1890 painting by Vincent van Gogh

Road with Cypress and Star (Cypres bij sterrennacht), also known as Country Road in Provence by Night, is an 1890 oil-on-canvas painting by Dutch post-Impressionist painter Vincent van Gogh. It is the last painting he made in Saint-Rémy-de-Provence, France.
The painting is part of the large van Gogh collection of the Kröller-Müller Museum, located in the Hoge Veluwe National Park at Otterlo in the Netherlands.

==Production and influences==
Road with Cypress and Star was painted in May 1890. In an earlier letter to his brother Theo, van Gogh wrote that cypresses were "always occupying [his] thoughts" and that he found them "beautiful of line" and proportioned like an Egyptian obelisk. He had also intended on painting a night-time view of the trees since his stay in Arles in 1888.

Erickson suggests that the painting is influenced by the Christian allegory The Pilgrim's Progress, visible in the prominent road and cypress tree. The painting is one of several in which van Gogh uses cypresses prominently, and — as in Road with Cypress and Star — many of the paintings depict trees that extend beyond the top of the canvas. After finishing the work, in June 1890 while at Auvers-sur-Oise, van Gogh wrote to his friend and fellow artist Paul Gauguin that the painting's themes are similar to those of Gauguin's work Christ in the Garden of Olives.

The orientation of the night sky objects may have been influenced by a conjunction of heavenly bodies on 20 April 1890, when Mercury and Venus were at 3 degrees of separation and together had luminescence comparable to Sirius.

==Analysis==
According to Kathleen Powers Erickson, Road with Cypress and Star more strongly reflects van Gogh's belief that he would soon die than the earlier painting The Starry Night. She supports this by comparing the evening star on the left of the painting, which is barely visible, to the emerging crescent moon on the right side; the cypress tree in the middle, which divides these symbols of the old and the new, is described as an "obelisk of death". an indication of van Gogh's need for companionship.

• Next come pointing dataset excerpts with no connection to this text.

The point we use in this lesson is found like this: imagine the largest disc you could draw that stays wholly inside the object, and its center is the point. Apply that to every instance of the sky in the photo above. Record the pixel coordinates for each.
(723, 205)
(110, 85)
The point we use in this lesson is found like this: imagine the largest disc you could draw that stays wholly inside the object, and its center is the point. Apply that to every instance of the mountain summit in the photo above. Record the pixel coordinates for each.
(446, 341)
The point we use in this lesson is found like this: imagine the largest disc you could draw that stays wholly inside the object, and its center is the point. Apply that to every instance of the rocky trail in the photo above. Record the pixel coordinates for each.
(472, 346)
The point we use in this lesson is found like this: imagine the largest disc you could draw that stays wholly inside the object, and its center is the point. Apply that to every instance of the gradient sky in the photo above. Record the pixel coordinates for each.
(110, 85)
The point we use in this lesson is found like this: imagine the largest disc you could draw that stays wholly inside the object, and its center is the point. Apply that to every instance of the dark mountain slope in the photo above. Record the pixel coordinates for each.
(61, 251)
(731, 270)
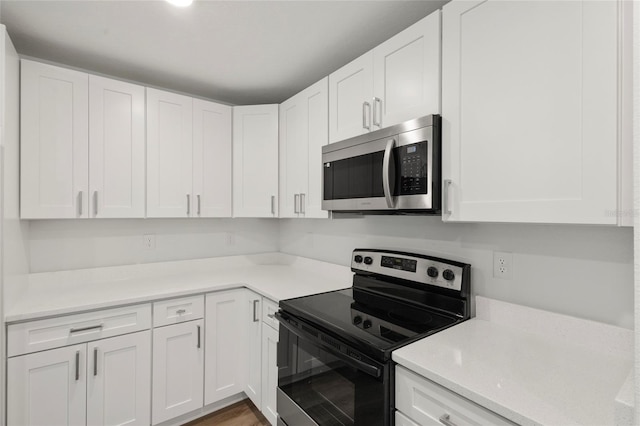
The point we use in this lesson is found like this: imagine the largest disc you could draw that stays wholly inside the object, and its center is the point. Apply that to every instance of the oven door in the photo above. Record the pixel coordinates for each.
(320, 385)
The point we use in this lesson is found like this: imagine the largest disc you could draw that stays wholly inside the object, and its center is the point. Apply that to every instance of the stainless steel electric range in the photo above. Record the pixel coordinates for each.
(334, 352)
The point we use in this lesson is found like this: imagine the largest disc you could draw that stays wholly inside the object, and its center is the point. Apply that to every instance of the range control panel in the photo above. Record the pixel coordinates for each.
(423, 269)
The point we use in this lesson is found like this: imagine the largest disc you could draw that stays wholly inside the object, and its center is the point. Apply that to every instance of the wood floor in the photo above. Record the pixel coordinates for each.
(242, 413)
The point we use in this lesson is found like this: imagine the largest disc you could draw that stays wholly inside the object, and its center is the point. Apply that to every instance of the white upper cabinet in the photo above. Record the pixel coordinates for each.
(303, 133)
(397, 81)
(116, 148)
(211, 159)
(54, 142)
(169, 154)
(350, 99)
(531, 124)
(255, 161)
(406, 74)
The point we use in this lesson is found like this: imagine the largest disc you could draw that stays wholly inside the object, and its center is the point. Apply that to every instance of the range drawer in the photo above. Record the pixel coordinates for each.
(269, 308)
(34, 336)
(428, 403)
(175, 311)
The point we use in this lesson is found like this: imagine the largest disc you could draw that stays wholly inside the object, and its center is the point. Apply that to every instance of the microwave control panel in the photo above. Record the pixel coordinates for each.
(412, 161)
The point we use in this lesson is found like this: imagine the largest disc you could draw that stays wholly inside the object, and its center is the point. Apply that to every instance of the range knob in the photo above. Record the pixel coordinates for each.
(448, 275)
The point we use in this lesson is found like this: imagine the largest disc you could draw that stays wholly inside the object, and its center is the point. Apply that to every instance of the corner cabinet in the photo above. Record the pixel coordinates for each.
(188, 156)
(303, 133)
(397, 81)
(255, 161)
(82, 145)
(534, 126)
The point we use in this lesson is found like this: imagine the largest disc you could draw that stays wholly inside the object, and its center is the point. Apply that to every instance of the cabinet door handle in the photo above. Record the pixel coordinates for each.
(77, 365)
(366, 106)
(377, 105)
(445, 419)
(89, 328)
(445, 197)
(255, 304)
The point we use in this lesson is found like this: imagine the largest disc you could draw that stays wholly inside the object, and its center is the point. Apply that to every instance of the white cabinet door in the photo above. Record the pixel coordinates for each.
(350, 98)
(253, 360)
(53, 142)
(178, 370)
(303, 133)
(116, 148)
(226, 348)
(406, 70)
(211, 159)
(530, 128)
(255, 161)
(119, 380)
(48, 388)
(269, 373)
(169, 154)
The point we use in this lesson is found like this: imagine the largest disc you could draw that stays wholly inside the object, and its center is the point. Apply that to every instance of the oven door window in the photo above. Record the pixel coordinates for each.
(328, 389)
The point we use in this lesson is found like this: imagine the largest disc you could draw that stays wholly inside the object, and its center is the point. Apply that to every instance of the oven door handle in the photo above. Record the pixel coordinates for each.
(365, 367)
(386, 165)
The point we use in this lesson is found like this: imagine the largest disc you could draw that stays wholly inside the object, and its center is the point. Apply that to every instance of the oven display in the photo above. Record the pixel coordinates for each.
(398, 263)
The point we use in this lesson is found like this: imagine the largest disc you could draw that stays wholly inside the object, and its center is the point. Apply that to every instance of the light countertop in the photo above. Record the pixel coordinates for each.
(274, 275)
(530, 366)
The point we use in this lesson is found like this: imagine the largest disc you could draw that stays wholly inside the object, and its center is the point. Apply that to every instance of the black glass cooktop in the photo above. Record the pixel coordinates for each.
(375, 324)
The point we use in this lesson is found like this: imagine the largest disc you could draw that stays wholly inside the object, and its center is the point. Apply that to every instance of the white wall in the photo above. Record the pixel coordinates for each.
(584, 271)
(75, 244)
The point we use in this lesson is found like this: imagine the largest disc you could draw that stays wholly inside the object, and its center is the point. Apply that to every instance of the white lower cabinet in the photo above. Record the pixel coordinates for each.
(225, 355)
(105, 382)
(178, 367)
(269, 373)
(424, 402)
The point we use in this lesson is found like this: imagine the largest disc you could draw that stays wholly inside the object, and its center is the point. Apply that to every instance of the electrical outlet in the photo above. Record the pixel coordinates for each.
(149, 241)
(502, 265)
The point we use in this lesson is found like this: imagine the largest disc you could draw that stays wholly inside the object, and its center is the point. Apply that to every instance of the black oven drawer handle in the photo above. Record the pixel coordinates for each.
(365, 367)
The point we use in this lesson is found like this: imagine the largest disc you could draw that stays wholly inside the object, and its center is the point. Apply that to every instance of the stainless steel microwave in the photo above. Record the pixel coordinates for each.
(391, 170)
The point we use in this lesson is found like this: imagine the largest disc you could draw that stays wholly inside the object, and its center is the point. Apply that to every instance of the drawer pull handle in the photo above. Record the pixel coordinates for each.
(90, 328)
(445, 419)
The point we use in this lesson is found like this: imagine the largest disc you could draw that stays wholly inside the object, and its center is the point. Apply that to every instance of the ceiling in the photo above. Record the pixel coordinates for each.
(238, 52)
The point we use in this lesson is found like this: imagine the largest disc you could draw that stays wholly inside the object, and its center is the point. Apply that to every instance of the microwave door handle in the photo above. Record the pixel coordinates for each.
(386, 163)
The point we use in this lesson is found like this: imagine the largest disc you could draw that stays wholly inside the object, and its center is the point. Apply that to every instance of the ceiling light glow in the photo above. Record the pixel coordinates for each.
(180, 3)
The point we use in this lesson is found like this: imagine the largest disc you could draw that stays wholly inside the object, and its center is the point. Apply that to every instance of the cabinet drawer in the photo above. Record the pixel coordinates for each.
(402, 420)
(34, 336)
(427, 402)
(175, 311)
(269, 308)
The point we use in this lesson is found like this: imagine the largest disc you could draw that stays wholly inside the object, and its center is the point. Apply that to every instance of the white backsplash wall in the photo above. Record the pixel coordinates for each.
(76, 244)
(583, 271)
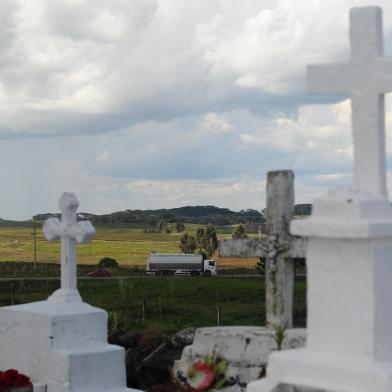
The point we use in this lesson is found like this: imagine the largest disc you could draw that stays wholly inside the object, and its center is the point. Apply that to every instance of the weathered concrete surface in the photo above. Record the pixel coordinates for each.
(279, 249)
(245, 348)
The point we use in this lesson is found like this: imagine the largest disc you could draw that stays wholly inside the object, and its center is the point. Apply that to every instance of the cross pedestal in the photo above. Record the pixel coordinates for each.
(61, 343)
(349, 266)
(279, 249)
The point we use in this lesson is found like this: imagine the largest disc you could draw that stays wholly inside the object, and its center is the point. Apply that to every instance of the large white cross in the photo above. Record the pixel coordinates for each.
(69, 231)
(366, 78)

Naomi Maurer also writes that Road with Cypress and Star reflects the painter's feeling that he would soon die. She views the painting as depicting human life as being "in the context of infinity and eternity", with the two travelers and their journey dominated by the cypress in the centre. The evening star and crescent moon on either side of the tree she describes as adding "cosmic perspective to the earthly scene" and suggesting a "sentient universe filled with love".